Women outnumber men in undergraduate enrollments, but they are much less likely than men to major in mathematics or science or to choose a profession in these fields. This outcome often is attributed to the effects of negative sex-based stereotypes. We studied the effect of such stereotypes in an experimental market, where subjects were hired to perform an arithmetic task that, on average, both genders perform equally well. We find that without any information other than a candidate’s appearance (which makes sex clear), both male and female subjects are twice more likely to hire a man than a woman. The discrimination survives if performance on the arithmetic task is self-reported, because men tend to boast about their performance, whereas women generally underreport it. The discrimination is reduced, but not eliminated, by providing full information about previous performance on the task. By using the Implicit Association Test, we show that implicit stereotypes are responsible for the initial average bias in sex-related beliefs and for a bias in updating expectations when performance information is self-reported. That is, employers biased against women are less likely to take into account the fact that men, on average, boast more than women about their future performance, leading to suboptimal hiring choices that remain biased in favor of men.

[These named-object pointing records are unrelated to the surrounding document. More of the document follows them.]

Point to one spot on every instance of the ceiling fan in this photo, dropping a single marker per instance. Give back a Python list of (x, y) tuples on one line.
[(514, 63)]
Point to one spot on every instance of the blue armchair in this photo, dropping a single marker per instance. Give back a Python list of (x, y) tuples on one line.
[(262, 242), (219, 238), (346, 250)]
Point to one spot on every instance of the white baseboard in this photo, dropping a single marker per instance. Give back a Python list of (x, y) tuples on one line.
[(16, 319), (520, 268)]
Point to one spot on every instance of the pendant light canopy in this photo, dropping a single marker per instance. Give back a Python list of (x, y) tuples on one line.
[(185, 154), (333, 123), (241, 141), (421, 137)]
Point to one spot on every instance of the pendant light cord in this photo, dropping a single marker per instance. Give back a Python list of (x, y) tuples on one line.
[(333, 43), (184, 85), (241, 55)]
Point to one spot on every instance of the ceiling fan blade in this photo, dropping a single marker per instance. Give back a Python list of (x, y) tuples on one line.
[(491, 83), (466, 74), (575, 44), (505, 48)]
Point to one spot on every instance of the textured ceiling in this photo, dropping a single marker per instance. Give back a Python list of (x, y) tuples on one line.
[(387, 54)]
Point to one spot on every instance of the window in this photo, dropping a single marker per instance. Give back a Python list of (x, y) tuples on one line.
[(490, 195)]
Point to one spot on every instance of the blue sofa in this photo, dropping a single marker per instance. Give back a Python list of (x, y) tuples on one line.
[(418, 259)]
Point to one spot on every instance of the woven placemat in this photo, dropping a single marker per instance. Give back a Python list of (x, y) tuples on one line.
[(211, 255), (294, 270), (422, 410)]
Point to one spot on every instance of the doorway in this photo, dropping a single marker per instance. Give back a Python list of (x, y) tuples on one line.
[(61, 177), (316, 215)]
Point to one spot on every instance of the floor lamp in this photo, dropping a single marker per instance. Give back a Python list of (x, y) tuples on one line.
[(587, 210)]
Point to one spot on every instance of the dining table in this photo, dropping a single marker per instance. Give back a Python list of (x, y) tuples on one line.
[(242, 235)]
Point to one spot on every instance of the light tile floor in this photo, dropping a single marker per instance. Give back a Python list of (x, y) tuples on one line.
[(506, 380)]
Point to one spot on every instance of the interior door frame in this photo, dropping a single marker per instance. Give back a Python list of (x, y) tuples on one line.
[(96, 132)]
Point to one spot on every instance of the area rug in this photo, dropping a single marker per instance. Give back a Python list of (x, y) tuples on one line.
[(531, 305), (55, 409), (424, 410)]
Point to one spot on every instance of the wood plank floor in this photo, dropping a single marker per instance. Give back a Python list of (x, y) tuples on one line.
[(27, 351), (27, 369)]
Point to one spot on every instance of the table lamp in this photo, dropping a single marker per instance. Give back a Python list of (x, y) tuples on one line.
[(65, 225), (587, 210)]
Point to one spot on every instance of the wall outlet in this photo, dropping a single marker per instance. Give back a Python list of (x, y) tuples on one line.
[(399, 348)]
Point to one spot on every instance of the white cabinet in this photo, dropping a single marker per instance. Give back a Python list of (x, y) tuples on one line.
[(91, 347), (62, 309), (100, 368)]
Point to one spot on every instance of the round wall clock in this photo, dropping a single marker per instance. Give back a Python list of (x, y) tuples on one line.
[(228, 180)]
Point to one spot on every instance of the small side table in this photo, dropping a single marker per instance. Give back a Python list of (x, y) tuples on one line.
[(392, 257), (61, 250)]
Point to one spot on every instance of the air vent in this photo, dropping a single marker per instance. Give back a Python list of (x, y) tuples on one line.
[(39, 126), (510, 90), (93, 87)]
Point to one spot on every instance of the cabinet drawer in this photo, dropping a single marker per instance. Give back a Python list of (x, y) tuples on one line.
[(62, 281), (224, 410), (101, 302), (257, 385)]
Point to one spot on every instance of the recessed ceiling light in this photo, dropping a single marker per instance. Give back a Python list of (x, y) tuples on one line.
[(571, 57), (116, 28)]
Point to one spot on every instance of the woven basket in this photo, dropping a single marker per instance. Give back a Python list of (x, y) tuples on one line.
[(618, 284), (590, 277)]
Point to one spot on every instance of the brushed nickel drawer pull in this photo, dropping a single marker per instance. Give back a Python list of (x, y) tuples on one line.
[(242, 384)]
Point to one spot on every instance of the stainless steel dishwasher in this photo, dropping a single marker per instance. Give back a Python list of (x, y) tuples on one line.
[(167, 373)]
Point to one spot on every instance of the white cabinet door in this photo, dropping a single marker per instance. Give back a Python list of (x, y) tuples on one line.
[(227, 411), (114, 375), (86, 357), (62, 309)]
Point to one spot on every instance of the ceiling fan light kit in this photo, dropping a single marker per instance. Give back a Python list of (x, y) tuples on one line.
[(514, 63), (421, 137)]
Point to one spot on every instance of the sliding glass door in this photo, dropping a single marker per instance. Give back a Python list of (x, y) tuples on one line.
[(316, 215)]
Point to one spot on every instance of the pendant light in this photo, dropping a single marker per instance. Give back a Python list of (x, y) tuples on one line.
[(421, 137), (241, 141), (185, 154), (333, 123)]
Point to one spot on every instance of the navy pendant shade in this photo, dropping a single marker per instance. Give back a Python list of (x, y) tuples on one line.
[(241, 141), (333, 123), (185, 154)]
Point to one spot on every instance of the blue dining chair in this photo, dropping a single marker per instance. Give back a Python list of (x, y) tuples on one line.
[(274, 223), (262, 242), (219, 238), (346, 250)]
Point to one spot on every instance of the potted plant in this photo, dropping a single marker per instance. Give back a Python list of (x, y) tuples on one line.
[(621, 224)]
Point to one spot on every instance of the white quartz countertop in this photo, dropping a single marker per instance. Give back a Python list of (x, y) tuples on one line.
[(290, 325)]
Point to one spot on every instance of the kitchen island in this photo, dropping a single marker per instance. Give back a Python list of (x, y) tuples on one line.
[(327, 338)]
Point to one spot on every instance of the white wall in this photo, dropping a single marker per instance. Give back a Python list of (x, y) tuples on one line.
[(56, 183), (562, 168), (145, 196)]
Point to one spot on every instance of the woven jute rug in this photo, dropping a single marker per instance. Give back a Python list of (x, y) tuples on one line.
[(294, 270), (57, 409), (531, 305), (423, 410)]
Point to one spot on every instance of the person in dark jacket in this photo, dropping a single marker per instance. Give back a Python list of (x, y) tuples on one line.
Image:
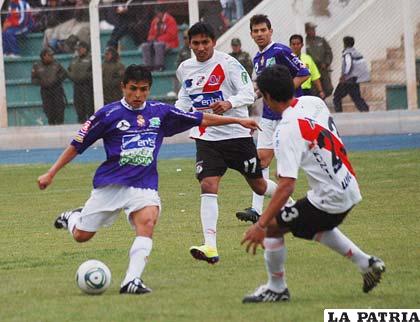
[(112, 76), (49, 74), (80, 72)]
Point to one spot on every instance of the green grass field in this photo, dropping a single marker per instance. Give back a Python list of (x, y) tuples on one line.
[(38, 263)]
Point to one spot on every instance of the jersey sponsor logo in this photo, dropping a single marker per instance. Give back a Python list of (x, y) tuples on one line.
[(140, 120), (83, 131), (215, 79), (244, 77), (202, 101), (200, 80), (137, 149), (270, 61), (325, 139), (188, 83), (123, 125), (154, 122)]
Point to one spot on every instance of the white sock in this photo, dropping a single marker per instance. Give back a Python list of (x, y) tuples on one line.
[(72, 221), (337, 241), (209, 213), (275, 256), (139, 252), (257, 200)]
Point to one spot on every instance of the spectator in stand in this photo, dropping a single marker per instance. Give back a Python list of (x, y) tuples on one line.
[(242, 56), (49, 74), (132, 19), (319, 49), (211, 13), (78, 27), (163, 36), (18, 22), (80, 72), (296, 44), (353, 72), (112, 76), (185, 51)]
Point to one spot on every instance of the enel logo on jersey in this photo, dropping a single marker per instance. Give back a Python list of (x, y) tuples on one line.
[(202, 101)]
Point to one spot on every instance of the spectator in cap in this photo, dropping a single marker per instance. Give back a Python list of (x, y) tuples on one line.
[(80, 72), (49, 75), (163, 36), (112, 75), (242, 56), (185, 52), (319, 49)]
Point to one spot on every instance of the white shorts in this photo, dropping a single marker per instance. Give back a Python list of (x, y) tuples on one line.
[(105, 203), (265, 137)]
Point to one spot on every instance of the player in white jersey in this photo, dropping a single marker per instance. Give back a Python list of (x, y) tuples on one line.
[(306, 138), (215, 82)]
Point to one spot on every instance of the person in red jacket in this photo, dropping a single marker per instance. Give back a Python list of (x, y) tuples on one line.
[(163, 36)]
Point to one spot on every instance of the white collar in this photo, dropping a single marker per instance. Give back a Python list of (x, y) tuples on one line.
[(266, 47), (131, 108)]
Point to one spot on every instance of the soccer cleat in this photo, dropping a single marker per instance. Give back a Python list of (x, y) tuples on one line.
[(264, 294), (136, 286), (374, 273), (63, 219), (205, 253), (248, 214)]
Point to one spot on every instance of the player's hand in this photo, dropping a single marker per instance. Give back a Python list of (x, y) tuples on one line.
[(254, 236), (220, 107), (250, 124), (44, 180)]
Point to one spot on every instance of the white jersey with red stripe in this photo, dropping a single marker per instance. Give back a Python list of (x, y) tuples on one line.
[(220, 78), (307, 138)]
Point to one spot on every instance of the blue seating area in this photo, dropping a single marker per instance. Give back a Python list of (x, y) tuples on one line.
[(24, 99)]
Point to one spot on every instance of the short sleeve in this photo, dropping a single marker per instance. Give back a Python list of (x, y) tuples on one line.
[(288, 148), (177, 121), (92, 130)]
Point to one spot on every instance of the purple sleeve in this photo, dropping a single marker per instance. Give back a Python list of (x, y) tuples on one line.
[(177, 121), (91, 131)]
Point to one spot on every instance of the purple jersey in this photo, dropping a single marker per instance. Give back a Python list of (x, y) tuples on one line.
[(273, 54), (132, 140)]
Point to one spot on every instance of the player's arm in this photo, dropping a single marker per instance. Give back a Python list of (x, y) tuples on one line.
[(241, 82), (256, 233), (299, 80), (184, 101), (46, 179), (214, 120)]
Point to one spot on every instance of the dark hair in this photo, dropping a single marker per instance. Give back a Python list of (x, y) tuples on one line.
[(115, 56), (258, 19), (137, 73), (295, 36), (277, 82), (45, 51), (201, 28), (348, 41)]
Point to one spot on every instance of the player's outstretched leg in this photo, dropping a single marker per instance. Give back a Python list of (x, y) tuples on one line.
[(264, 294), (205, 253), (373, 275), (136, 286), (62, 221)]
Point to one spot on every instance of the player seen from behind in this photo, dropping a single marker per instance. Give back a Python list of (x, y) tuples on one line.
[(306, 138), (270, 53)]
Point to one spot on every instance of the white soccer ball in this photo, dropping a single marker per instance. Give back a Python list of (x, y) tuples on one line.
[(93, 277)]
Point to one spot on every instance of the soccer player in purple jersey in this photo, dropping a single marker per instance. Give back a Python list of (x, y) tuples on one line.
[(270, 53), (132, 131)]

What I find interesting with the newest study, however, is that it seems like it mostly affects men, while women tend to be better at giving a correct evaluation of the skills of their peers.
If this tendency continues after leaving the classroom (and other studies strongly indicate that this is so), this means that men are more likely to hire less qualified men than the more qualified women, while believing that they are hiring the most qualified person.
Women on the other hand, is more likely to hire the most qualified person, regardless of gender.
When people argue against quotas and other measures to create a level playing field on the job market, they usually argue that the most qualified person should be hired to a given job – well, this study clearly shows that in order for this to happen, there has to be more women involved in the hiring, since otherwise the less qualified men will get hired.
In other words, in order for people to really get hired on the basis of their merits, we have to break the cycle of hiring based on biases.
So, maybe quotas and other measures are the real way of ensuring people getting hired on the basis of their merit?